# A Simpler Explanation of Differential Privacy

Privacy concerns in data mining have been raised from time to time, could differential privacy be a solution? Differential privacy was devised to facilitate secure analysis over sensitive data, learn how it can be used to improve the model fitting process.

**By Nina Zumel (Win-Vector)**.

Differential privacy was originally developed to facilitate secure analysis over sensitive data, with mixed success. It’s back in the news again now, with exciting results from Cynthia Dwork, et. al. (see references at the end of the article) that apply results from differential privacy to machine learning.

In this article we’ll work through the definition of differential privacy and demonstrate how Dwork et.al.’s recent results can be used to improve the model fitting process.

The Voight-Kampff Test: Looking for a difference. Scene from *Blade Runner*

### The Definition of Differential Privacy

We can define epsilon-differential privacy through the following game:

- A learner implements a summary statistic called A().
- A (notional) adversary proposes two data sets S and S’ that differ by only one row or example, and a test set Q.
- A() is called
*epsilon-differentially private*iff:

| log( Prob[A(S) in Q] / Prob[A(S’) in Q] ) | ≤ epsilon

for all of the adversary’s choices of S, S’ and Q. The probabilities are defined over coin flips in the implementation of A(), not over the data or the adversary’s choices.

The adversary’s goal is to use A() to tell between S and S’, representing a failure of privacy. The learner wants to extract useful statistics from S and S’ without violating privacy. Identifying a unique row (the one which changed markings) violates privacy. If the adversary can tell which set (S or S’) the learner is working on by the value of A(), then privacy is violated.

Notice S and S’ are “data sets” in the machine learning sense (collections of rows carrying information). Q is a set in the mathematic sense: a subset of the possible values that A() can return. To simplify the demonstration, we will take Q to be an interval.

In the following examples, A() returns the (approximate) expected value of a set *s*. The adversary has chosen two sets S and S’ of size *n* = 100:

- S = {0,0,0,…,0} (100 zeros)
- S’ = {1,0,0,…,0} (1 one and 99 zeroes)

The set Q will be an interval [T, 1], where the adversary picks the threshold T.

The adversary’s goal is to pick T such that when he sees that A(*s*) ≥ T, he knows that A() has just evaluated S’. The learner has two (competing) goals:

- To pick an algorithm A() such that A(S) and A(S’) are so “close” that the adversary can’t pick a reliable T, to preserve differential privacy. “Close” is defined by epsilon.
- To have A() be a good estimate of the expectation, for performing useful analysis.

### The Deterministic Case

Here, A(*s*) simply returns the expected value `mean(s)`

, so it always returns A(S) = 0 when evaluating S, and A(S’) = 0.01 when evaluating S’. This is clearly not differentially private for any value of epsilon.

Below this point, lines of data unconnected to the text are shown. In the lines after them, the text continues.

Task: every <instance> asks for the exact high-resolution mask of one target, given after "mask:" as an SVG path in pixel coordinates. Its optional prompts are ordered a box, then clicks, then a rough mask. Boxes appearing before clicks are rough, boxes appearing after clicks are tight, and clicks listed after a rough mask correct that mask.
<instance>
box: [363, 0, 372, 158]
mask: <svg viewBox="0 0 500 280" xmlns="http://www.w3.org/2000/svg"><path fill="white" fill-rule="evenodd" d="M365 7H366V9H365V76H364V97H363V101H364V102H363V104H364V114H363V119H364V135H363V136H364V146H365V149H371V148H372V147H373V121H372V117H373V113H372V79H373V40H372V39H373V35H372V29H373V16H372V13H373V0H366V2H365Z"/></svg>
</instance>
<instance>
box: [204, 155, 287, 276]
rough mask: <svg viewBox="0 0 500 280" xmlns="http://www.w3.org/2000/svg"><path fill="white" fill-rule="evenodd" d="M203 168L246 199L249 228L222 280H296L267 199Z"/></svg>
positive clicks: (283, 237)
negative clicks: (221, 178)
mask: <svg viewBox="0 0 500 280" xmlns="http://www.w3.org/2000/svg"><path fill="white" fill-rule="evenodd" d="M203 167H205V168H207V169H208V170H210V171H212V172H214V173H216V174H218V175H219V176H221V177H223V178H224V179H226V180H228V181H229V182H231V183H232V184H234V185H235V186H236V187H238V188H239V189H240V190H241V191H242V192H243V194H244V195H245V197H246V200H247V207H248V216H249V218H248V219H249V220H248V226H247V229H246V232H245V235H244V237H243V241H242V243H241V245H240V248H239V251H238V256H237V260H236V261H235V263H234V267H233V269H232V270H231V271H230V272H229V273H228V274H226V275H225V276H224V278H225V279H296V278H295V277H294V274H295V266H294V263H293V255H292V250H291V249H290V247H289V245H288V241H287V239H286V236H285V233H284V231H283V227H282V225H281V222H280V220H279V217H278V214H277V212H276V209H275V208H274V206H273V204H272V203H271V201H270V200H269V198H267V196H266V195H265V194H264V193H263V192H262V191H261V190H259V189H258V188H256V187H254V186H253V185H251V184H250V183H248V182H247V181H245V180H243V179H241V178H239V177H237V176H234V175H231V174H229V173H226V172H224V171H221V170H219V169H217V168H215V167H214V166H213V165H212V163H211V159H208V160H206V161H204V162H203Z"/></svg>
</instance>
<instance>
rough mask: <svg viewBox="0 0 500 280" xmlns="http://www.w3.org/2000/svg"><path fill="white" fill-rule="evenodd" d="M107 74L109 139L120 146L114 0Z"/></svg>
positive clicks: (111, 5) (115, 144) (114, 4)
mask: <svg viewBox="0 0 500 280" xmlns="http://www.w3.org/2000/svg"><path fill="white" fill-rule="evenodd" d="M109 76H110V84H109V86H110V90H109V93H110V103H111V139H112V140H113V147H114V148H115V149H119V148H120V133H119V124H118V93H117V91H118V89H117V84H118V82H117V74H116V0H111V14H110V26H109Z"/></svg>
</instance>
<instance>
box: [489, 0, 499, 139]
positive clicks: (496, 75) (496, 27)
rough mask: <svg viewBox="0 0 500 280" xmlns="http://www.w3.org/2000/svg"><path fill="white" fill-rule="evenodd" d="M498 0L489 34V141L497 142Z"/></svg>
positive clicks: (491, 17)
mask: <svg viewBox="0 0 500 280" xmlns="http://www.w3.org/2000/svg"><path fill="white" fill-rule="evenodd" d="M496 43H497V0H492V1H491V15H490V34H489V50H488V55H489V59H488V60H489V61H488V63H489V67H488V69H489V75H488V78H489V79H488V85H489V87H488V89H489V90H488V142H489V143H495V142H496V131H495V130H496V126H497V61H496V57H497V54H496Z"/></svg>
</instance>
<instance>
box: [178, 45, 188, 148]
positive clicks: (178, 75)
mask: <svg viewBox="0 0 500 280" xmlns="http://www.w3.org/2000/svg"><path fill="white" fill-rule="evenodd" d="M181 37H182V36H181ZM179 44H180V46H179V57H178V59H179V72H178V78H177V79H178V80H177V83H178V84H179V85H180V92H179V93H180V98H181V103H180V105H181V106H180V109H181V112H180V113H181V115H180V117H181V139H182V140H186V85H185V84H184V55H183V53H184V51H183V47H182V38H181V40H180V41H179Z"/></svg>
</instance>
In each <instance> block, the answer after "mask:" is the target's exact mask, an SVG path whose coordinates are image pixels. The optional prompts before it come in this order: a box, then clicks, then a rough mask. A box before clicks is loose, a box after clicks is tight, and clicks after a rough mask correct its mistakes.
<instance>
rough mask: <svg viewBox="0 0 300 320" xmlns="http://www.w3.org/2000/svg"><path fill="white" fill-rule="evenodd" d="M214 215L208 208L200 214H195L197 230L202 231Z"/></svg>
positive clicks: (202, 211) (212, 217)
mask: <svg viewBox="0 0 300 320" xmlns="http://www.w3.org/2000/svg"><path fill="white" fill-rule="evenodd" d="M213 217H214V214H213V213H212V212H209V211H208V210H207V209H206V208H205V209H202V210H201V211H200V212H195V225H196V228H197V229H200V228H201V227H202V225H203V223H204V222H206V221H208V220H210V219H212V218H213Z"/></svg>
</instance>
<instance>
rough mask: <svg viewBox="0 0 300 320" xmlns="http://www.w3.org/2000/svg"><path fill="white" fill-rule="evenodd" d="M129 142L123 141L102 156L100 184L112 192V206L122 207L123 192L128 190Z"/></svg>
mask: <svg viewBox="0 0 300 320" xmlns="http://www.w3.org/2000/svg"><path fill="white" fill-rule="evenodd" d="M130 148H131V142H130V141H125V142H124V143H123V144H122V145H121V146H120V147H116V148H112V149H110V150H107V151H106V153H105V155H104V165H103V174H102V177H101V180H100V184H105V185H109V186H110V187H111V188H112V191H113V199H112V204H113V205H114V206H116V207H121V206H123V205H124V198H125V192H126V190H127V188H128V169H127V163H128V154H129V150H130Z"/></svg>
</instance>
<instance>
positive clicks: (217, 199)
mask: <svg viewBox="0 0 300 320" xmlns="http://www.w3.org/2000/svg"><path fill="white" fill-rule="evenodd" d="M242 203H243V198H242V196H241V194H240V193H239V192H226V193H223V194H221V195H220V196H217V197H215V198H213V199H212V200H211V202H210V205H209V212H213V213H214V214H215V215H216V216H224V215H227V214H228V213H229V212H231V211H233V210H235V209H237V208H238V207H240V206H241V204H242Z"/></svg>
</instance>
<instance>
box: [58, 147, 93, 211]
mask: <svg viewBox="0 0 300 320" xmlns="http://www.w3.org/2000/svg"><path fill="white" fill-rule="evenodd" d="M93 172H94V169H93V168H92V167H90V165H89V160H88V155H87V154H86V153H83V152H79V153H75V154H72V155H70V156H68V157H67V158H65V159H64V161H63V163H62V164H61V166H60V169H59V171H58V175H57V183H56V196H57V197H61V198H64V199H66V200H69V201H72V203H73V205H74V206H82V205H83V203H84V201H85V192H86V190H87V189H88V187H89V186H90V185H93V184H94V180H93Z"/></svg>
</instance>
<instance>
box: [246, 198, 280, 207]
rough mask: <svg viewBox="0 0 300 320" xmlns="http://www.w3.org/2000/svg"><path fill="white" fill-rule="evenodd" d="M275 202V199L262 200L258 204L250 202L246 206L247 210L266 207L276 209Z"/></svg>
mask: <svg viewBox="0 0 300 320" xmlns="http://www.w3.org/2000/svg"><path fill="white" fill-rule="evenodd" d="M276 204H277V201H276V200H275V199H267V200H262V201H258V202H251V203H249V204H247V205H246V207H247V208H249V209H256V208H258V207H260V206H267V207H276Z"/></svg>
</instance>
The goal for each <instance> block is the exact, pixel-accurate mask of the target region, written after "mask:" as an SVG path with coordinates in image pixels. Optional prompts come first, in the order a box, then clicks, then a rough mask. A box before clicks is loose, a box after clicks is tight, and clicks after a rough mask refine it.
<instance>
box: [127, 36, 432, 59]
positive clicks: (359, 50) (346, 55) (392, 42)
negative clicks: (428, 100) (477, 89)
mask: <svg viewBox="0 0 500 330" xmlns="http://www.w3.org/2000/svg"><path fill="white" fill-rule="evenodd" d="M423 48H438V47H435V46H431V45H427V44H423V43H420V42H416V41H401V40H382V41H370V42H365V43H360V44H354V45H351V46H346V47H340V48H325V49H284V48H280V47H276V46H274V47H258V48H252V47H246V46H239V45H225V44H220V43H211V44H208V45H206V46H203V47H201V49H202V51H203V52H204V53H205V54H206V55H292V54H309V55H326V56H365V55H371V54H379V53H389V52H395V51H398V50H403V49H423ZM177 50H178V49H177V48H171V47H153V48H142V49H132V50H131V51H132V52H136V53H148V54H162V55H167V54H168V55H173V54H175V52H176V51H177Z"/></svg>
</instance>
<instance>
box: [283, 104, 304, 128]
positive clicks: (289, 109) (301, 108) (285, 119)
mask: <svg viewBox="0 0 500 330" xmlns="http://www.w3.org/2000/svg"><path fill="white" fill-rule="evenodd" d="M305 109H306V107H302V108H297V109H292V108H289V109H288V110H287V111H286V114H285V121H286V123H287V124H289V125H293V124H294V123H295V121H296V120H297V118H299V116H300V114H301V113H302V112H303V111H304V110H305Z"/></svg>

If the adversary picks T = 1/200 = 0.005, then he can reliably identify when A() has evaluated the set S’, every time they play a round of the game.

In the figures, *set1* in green represents the distribution of values returned by calls to A(S), and *set2* in orange returns the distribution of values returned by calls to A(S’). I’ve plotted *set2* upside down for clarity.

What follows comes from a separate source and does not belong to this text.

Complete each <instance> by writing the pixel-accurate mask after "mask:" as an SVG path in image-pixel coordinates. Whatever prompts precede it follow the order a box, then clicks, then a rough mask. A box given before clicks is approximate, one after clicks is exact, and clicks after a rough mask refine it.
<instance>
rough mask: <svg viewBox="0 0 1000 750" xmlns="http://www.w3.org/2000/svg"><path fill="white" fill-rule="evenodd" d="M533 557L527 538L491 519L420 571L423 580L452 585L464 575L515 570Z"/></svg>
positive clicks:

### Adding Noise to give Privacy

One way for the learner to obscure which set she is evaluating is to add a little random noise to the estimate, to “blur” it. Following Dwork et.al.’s methods, we’ll add noise from a Laplace distribution, which is symmetric and falls off slower than gaussian noise would. Here we show adding just a little bit of noise (of “width” sigma = 1/3n):

The shaded green region represents the chance that A(S) will return a value greater than the adversary’s threshold T — in other words, the probability that the adversary will mistake S for S’ in a round of the game. We’ve now made that probability non-zero, but it’s still much more likely that if A(*s*) > T, then *s* = S’. We need more noise.

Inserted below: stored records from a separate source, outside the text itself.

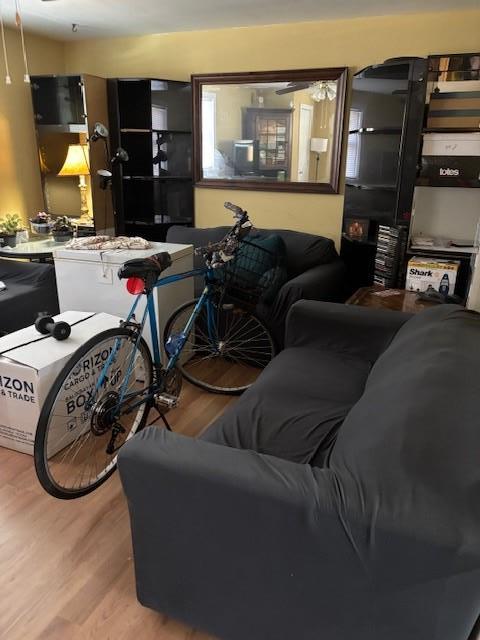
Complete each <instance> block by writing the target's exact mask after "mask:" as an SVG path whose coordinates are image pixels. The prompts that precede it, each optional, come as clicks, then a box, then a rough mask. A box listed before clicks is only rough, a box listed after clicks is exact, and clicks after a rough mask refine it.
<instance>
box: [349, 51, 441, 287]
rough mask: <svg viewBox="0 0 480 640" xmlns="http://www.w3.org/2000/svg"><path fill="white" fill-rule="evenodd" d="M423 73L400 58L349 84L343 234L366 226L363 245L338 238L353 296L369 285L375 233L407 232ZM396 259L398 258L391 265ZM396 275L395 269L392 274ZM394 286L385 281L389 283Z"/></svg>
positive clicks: (423, 95)
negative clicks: (404, 228)
mask: <svg viewBox="0 0 480 640" xmlns="http://www.w3.org/2000/svg"><path fill="white" fill-rule="evenodd" d="M427 72H428V68H427V60H426V59H420V58H399V59H393V60H387V61H385V62H384V63H383V64H379V65H374V66H371V67H367V68H366V69H363V70H362V71H359V72H358V73H357V74H355V76H354V78H353V88H352V99H351V105H350V109H351V110H350V123H349V138H348V150H347V164H346V177H345V199H344V211H343V217H344V229H343V231H344V232H345V231H347V229H346V225H347V220H350V221H351V220H352V219H353V220H355V219H358V220H359V221H361V220H365V221H368V229H369V234H368V237H366V238H364V241H363V242H354V241H352V238H349V237H348V235H347V234H346V233H344V234H343V236H342V244H341V255H342V257H343V259H344V261H345V262H346V264H347V269H348V272H349V285H350V289H351V290H352V291H353V290H355V289H356V288H358V287H361V286H368V285H371V284H372V283H373V279H374V273H375V256H376V245H377V237H378V231H379V227H380V226H384V227H388V228H392V229H398V228H401V227H405V228H406V229H408V227H409V224H410V218H411V211H412V202H413V192H414V186H415V180H416V175H417V163H418V158H419V147H420V137H421V136H420V134H421V131H422V127H423V126H424V119H423V114H424V102H425V92H426V79H427ZM402 235H403V234H402ZM403 244H404V243H403ZM403 244H402V247H401V248H400V250H401V251H402V250H403ZM401 259H402V258H401V256H400V255H399V256H398V260H397V258H396V261H398V263H399V264H400V262H401ZM399 271H400V268H399V267H397V266H396V267H395V273H398V272H399ZM392 273H393V272H392ZM394 280H396V277H395V276H392V277H390V275H389V276H388V281H389V282H390V281H392V282H393V281H394Z"/></svg>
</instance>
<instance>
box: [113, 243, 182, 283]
mask: <svg viewBox="0 0 480 640" xmlns="http://www.w3.org/2000/svg"><path fill="white" fill-rule="evenodd" d="M171 264H172V258H171V256H170V254H169V253H167V251H162V252H161V253H157V254H155V255H153V256H150V257H148V258H133V260H127V262H125V264H123V265H122V266H121V267H120V269H119V270H118V277H119V278H120V280H122V279H125V278H140V279H141V280H143V281H144V282H145V286H146V288H147V289H149V288H151V287H153V285H154V284H155V282H156V281H157V280H158V277H159V275H160V274H161V273H162V271H165V269H168V267H170V266H171Z"/></svg>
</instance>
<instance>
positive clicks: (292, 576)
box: [119, 301, 480, 640]
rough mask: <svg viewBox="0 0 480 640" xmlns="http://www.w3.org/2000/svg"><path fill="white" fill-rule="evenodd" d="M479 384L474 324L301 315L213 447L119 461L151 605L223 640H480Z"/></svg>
mask: <svg viewBox="0 0 480 640" xmlns="http://www.w3.org/2000/svg"><path fill="white" fill-rule="evenodd" d="M479 371H480V315H478V314H475V313H473V312H468V311H466V310H464V309H463V308H461V307H457V306H447V305H445V306H440V307H437V308H433V309H429V310H427V311H423V312H422V313H420V314H418V315H416V316H413V317H411V316H409V315H408V314H403V313H397V312H393V311H384V310H372V309H365V308H361V307H354V306H343V305H336V304H328V303H320V302H311V301H303V302H299V303H297V304H295V305H294V306H293V307H292V310H291V312H290V314H289V318H288V320H287V334H286V348H285V350H284V351H283V352H281V353H280V355H279V356H277V357H276V358H275V359H274V360H273V361H272V362H271V363H270V364H269V365H268V367H267V368H266V369H265V370H264V372H263V373H262V374H261V376H260V377H259V379H258V381H257V382H256V383H255V385H253V387H251V388H250V389H249V390H248V391H247V392H246V393H245V394H244V395H243V396H242V397H241V398H240V400H239V401H238V403H236V404H235V405H233V407H232V408H230V409H229V410H227V411H226V412H225V413H224V414H223V415H222V416H221V417H220V418H219V419H218V420H217V421H216V422H215V423H214V424H213V425H211V426H210V427H209V429H208V430H207V431H206V432H205V434H204V435H203V437H201V438H200V439H196V440H195V439H191V438H187V437H183V436H181V435H178V434H175V433H170V432H168V431H166V430H165V429H161V428H154V427H150V428H148V429H146V430H144V431H142V432H141V433H139V434H138V435H136V436H135V437H134V438H133V439H132V440H131V441H130V442H128V443H127V444H126V445H125V447H123V448H122V449H121V453H120V456H119V468H120V473H121V478H122V483H123V486H124V490H125V493H126V496H127V500H128V506H129V510H130V517H131V525H132V535H133V546H134V557H135V571H136V580H137V594H138V598H139V600H140V602H141V603H142V604H144V605H145V606H147V607H151V608H153V609H156V610H158V611H161V612H164V613H166V614H168V615H170V616H173V617H175V618H179V619H181V620H184V621H186V622H187V623H189V624H191V625H193V626H195V627H199V628H201V629H204V630H206V631H209V632H211V633H214V634H215V635H216V636H218V637H219V638H221V639H222V640H296V639H297V638H298V639H299V640H320V639H325V640H351V639H353V638H355V640H386V639H388V640H467V638H469V636H470V638H471V639H472V640H473V638H474V637H475V638H476V634H475V635H474V632H473V631H472V629H473V627H474V625H475V621H476V620H477V617H478V616H479V613H480V463H479V460H480V427H479V399H480V375H479ZM199 420H201V416H199Z"/></svg>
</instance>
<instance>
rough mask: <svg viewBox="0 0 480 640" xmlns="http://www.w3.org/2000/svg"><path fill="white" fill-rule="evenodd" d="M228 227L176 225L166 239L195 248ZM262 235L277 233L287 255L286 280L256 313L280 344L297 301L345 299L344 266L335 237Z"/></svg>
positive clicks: (197, 279) (219, 232)
mask: <svg viewBox="0 0 480 640" xmlns="http://www.w3.org/2000/svg"><path fill="white" fill-rule="evenodd" d="M227 231H229V227H214V228H210V229H196V228H191V227H180V226H173V227H171V228H170V229H169V230H168V233H167V242H173V243H180V244H193V246H194V247H201V246H205V245H207V244H208V243H209V242H218V241H219V240H220V239H221V238H223V236H224V235H225V234H226V233H227ZM258 231H259V232H260V233H261V234H262V235H263V234H265V235H266V234H269V233H275V234H278V235H279V236H280V237H281V238H282V240H283V241H284V243H285V247H286V254H287V255H286V258H287V264H286V267H287V276H288V280H287V282H286V283H285V284H284V285H283V286H282V288H281V289H280V291H279V292H278V294H277V296H276V298H275V299H274V300H273V302H272V303H270V304H265V303H261V304H259V305H258V307H257V313H258V315H259V316H260V318H261V319H262V320H264V322H265V323H266V325H267V326H268V328H269V329H270V330H271V332H272V335H273V337H274V339H275V342H276V344H277V347H278V348H279V349H281V348H282V347H283V343H284V333H285V319H286V317H287V313H288V310H289V309H290V307H291V306H292V304H294V303H295V302H297V300H302V299H304V300H325V301H330V302H337V301H341V300H343V299H344V294H345V273H346V272H345V266H344V264H343V262H342V260H341V259H340V258H339V256H338V253H337V251H336V249H335V245H334V243H333V240H330V239H329V238H324V237H322V236H315V235H312V234H309V233H301V232H299V231H290V230H286V229H258ZM194 261H195V266H196V267H202V266H203V261H202V258H201V256H196V257H195V258H194ZM202 288H203V280H202V279H201V278H198V279H197V282H196V283H195V295H200V293H201V291H202Z"/></svg>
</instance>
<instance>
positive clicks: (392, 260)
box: [373, 225, 407, 289]
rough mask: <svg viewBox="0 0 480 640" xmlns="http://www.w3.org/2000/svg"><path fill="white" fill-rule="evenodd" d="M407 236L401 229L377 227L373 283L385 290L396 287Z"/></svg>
mask: <svg viewBox="0 0 480 640" xmlns="http://www.w3.org/2000/svg"><path fill="white" fill-rule="evenodd" d="M406 241H407V234H406V231H405V229H404V228H403V227H387V226H385V225H380V226H379V227H378V238H377V251H376V254H375V271H374V276H373V281H374V283H375V284H379V285H381V286H382V287H386V288H387V289H389V288H392V287H398V286H399V285H400V279H401V272H402V269H401V264H402V262H403V256H404V255H405V249H406Z"/></svg>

In particular, we need the noise to be bigger than the gap A(S’)-A(S) = 1/n, or 0.01. Let’s pick sigma = 3/n = 0.03:

Now we see that the shaded green region has almost the same area as the shaded orange region — you can think of epsilon as expressing the difference between the shaded green region and the shaded orange region. In fact, the absolute value of the logratio of the two areas is epsilon. In other words, observing that A(*s*) > T is no longer strong evidence that *s* = S’, and we have achieved differential privacy, to the degree epsilon.

Of course, A(*s*) is also no longer a precise estimate of `mean(s)`

. We’ll return to that point in a bit.

#### Simulating the Game

We can simulate the game I described above in R. I’ve put the code on github, here.

The code sweeps through a range of values of epsilon, and for each value selects a suitable noise width and runs 1000 rounds of the differential privacy game, returning a value for A(S) and A(S’). Each round we record whether A(S) and A(S’) are greater than T = 1/200.